View Full Version : latest visit to the rheumy!

03-28-2011, 07:36 AM
I had my latest visit with my rheumy on Friday just gone and I'm so glad I went. It was my first visit since spending the night in hospital in early march and he gave me some pretty interesting info. He said he was by no means surprised I had a bad flare up a few weeks ago but was surprised it wasn't worse and that I was getting around fine!
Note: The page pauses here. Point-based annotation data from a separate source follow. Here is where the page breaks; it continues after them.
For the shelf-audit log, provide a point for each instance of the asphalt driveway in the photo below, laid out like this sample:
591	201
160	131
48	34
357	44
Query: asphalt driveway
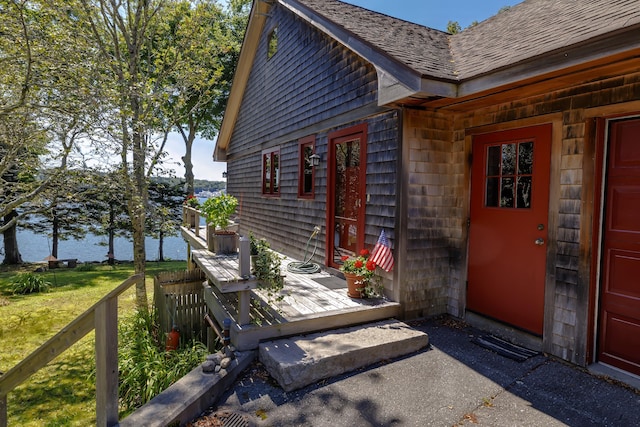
452	382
He proceeded to take out my latest lot of tests which showed that disease activity had increased to 3 time wjat it was when I was officially diagnosed in June 2010. He noted some test of my kidneys indicated that the lupus has attempted to attack my my body still seems to be fighting it (god only knows how given I've been on methotrexate since last year so I have no immune system!) But my overall kidney function hasn't been affected. He thinks I came off the prednisolone too quickly last year before the disease was under good control.
There was about 10 other tests he explained which I can't remember now but he basically said I came back exactly at the right time so we could see the disease activity increasing but it hasn't affected anything just yet so it can still be worked against. While its not the best news its good it was caught in time. I feel I hit the jackpot with this rheumy too he explains every single test he does in laymans terms and the results and what that means for me. Thank god for my fab GP for the referral to him! Just a shame he's an older guy cos I imagine he'll be retiring in a few years time!

03-28-2011, 07:44 AM
Oh Nat that is wonderful news! I am so glad that you have such wonderful doctors! I agree, you hit the jackpot there! Thanks for the good news! That is always appreciated!

03-28-2011, 10:49 AM
Hi Nat,

Brillaint news mate and it's better when it's caught at the right time to get sorted out and controlled better i am pleased for you.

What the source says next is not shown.